SPLEEN

Todos temos os nossos prazeres secretos. Quando acordei naquele dia com a chuva a bater na janela relembrei-me do quão prazeroso me era ouvir, só, aquela melodia muito simples e percutida. A quietude do momento despoletava algo profundo em mim. Algo, até, misterioso. Um evento ingénuo e que me fazia entrar numa dimensão muito específica, numa atmosfera de melancolia e nostalgia de uma densidade muito equilibrada e na qual não queria parar de navegar.

Olho a janela de longe e fico a assistir ao espetáculo. Nos vidros já baços quase parece que se veem nuvens. Ou melhor, que nos vemos a nós refletidos sobre nuvens – talvez sobre aquelas nuvens que Joni Mitchell canta lá ao fundo – com gotas a escorrer sobre nós de forma irregular. Perante este quadro vivo, tenho, não duas, mas múltiplas formas de olhar para esta tristeza reconfortante.

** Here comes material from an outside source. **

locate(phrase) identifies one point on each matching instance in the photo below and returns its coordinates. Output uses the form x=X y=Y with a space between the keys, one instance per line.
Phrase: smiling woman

Perpetuo a dor calorosa até ao choque do toque frio no nariz. Aquele pingo que me faz aperceber do que teria de enfrentar – que teria de enfrentar o aguaceiro deste lado das portadas. Preparo-me como que para a guerra, com capas impermeáveis, pronto a resguardar-me de toda a água que me quisesse atingir. No meio da espiral surrealista, corro e tento também proteger o que me era mais caro, mas nem isso mantém o valor suficiente no meio da calamidade absurda. (Engraçado como nunca estamos preparados para um dilúvio, mesmo que vejamos que ele se avizinha.) Desisto e resigno-me à condenação de que nada me poderá proteger de ficar sentado em cima da minha cama, à chuva, rodeado por nuvens baças de condensação.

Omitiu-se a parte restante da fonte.